Wednesday, October 05, 2011

There are days I feel like a Pollock painting on the inside.

I've said too many times that I always think of tons of things to blog about and never do, and now suddenly it's October and the last thing I wrote was in July. So we'll move past the self pity regarding blogging and get right to self pity about being an artist.

(just kidding. mostly)


You know how some mornings when you wake up to get ready for work, you have a flood of thoughts all at once about one particular thing, and you don't even know how it got implanted in your brain in the first place? And it bothers you for days? No? Okay, well I experience days like that. Recently, I've been thinking about how why as an artist I create things. In particular, the way a selection of drawings/paintings over the course of the past 10 years looks like totally different people made some of them. Actually, even over the past 5 years since college doesn't altogether count. Regardless, it seems pretty in-cohesive. I'm an artist flailing around in the dark, not really totally sure what I want my art to look like, or continue to look like. I'll push it this way, then the other way, and then enjoy each of what was produced.. then later hate that I can't stick with one style. One day it's, "YES, this is what I want!" and the next it's, "AHHHG WHAT AM I DOING WITH MY LIFE?!? I FAIL AS AN ARTIST!" and later regain my composure after walking away.

Then again... I'm three years shy of 30, and I would suspect that most artists don't have a set style until well after that - provided they stick to it. But I could be saying that just to make myself feel better. Not sure. While I have friends who are artists, I'm not actually camped in any kind of immediate art community that is helpful in fine-tuning my direction. The Bible talks about ironing sharpening iron in the means of following Jesus faithfully - sticking to community that helps you stay directed. There's a phrase I've heard ad-nauseam (though I do not disagree with it) since college: A lone ranger Christian doesn't survive. Likewise, I think there's a grain of truth to adjusting the phrase that a lone ranger artist doesn't survive. But that kind of seems like an artist's stereotypical M.O.: the one on the OUTSIDE who is secluded and slaving away in the studio rather than have normal social interactions with other people (actually that sounds very much like many computer geeks as well..hmm). I have friends who are artists, some of who I have astounding relationships with and wouldn't trade them for anything. But somehow we rarely intentionally talk about our art in a way that is helpful, nurturing, and challenging. I think we just don't think of it.
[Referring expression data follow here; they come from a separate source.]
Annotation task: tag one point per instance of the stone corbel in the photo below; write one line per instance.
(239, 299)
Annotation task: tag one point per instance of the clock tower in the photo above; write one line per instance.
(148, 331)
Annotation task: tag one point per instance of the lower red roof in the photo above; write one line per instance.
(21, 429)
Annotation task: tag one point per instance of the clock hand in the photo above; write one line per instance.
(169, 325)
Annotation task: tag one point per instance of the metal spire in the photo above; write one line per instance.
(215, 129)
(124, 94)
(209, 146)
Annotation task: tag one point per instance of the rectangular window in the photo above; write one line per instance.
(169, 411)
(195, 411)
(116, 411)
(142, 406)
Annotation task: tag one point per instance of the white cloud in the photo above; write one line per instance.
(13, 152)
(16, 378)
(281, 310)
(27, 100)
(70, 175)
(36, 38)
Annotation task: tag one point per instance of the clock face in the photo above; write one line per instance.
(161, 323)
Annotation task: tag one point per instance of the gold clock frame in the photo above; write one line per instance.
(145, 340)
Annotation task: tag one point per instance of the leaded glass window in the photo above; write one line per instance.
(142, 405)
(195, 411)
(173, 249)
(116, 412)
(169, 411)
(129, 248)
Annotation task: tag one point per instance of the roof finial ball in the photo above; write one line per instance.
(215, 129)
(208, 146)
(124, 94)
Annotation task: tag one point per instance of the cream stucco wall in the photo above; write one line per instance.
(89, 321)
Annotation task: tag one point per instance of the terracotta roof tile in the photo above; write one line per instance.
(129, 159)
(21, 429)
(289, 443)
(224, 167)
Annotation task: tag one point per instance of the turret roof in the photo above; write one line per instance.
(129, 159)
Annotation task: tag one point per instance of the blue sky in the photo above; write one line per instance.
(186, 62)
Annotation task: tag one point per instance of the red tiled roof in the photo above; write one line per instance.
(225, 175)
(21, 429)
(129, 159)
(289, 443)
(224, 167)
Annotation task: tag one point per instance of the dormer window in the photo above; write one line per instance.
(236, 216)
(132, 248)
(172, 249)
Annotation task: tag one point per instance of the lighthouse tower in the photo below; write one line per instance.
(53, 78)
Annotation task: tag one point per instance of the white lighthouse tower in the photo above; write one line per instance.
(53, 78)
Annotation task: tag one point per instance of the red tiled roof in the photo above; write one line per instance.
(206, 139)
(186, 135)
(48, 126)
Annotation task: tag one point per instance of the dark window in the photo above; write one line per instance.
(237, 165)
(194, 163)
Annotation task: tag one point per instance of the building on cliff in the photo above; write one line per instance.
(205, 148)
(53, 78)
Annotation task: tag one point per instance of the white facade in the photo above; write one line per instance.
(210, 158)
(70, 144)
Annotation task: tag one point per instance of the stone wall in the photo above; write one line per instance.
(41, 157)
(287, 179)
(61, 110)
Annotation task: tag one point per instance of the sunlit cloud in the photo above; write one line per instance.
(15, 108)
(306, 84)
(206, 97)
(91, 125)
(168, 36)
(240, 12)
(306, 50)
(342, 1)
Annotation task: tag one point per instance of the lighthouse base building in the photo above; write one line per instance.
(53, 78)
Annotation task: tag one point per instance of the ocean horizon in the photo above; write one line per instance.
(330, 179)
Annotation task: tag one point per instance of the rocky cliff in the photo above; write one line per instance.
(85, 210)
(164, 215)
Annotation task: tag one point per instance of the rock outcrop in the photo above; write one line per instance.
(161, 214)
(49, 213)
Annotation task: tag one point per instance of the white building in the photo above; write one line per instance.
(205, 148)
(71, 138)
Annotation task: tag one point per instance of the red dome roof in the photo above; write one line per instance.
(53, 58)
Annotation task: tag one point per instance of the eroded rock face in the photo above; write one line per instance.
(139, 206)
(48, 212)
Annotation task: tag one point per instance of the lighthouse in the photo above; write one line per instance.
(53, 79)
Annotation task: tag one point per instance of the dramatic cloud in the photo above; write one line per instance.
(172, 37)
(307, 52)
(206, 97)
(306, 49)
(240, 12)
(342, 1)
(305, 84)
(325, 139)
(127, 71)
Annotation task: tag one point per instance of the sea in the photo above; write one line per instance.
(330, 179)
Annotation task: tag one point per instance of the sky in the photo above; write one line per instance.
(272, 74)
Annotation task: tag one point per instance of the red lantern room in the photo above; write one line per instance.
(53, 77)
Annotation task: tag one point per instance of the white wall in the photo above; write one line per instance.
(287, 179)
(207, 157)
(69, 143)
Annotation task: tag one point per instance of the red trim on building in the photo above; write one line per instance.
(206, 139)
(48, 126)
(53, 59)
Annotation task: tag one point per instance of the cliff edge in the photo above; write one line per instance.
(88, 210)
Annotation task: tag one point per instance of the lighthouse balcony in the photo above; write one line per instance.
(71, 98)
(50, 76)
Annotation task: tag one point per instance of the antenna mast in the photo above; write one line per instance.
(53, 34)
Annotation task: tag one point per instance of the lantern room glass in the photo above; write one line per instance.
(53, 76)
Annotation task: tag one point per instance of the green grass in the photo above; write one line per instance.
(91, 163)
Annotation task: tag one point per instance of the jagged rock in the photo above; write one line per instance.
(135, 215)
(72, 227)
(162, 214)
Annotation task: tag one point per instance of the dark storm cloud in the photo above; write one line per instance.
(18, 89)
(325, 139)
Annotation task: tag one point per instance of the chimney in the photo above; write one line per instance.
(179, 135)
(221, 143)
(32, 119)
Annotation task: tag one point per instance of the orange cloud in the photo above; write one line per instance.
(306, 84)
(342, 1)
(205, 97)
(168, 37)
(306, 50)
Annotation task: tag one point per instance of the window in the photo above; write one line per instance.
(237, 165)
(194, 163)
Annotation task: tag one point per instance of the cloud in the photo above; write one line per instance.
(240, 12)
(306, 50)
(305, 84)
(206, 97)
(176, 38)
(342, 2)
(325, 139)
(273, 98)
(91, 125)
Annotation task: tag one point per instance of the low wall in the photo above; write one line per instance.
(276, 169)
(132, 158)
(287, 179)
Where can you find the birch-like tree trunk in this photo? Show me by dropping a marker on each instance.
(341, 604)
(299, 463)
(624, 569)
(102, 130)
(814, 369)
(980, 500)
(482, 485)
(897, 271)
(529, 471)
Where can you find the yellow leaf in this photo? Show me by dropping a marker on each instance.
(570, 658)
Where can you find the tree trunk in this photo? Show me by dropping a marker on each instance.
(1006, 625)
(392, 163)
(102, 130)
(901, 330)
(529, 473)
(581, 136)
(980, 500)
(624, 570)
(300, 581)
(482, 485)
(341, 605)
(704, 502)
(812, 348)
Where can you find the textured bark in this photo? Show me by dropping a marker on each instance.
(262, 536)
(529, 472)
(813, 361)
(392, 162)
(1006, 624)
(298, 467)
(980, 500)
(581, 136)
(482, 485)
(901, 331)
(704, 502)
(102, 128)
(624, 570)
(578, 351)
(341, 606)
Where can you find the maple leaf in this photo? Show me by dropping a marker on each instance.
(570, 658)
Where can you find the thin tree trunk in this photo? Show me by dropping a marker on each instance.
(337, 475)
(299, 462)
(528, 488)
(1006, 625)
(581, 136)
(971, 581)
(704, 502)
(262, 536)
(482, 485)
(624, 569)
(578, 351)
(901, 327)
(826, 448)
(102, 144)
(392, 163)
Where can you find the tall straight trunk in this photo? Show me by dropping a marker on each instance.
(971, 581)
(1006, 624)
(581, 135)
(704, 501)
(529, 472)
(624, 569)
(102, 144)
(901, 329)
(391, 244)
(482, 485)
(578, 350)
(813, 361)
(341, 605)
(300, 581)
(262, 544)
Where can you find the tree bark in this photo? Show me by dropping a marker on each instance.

As an aside, there actually there IS a community that gets together that I know of, yet guess what: work gets in my way and they all meet outside the city! Curse being city- and budget-bound! But I digress. There's some rumblings amongst those friends about fixing this problem... so I hope it happens soon. Another problem I noticed from my artist friends is that we have grand ideas that somehow never seem to quite come together -- or at the very least, that's me. I don't know how I ever bring a painting from start to finish with that awful character flaw.

I do have one success out of all this confusion. Or, what I consider a success. I haven't had anyone actually critique this painting before because I'm terrified of what might be said. I started this self-portrait at the end of 2007 and it finally worked its way to being finished in 2009. There are a lot of elements of the finished product that I really liked (one of them is not how well I can do a portrait, yuck) and have utilized in other paintings and I keep trying to figure out ways to push those elements. So.. maybe at long last I will have some kind of cohesive style?













































Hooray! Finished product! Now if I could only get money to submit to art galleries.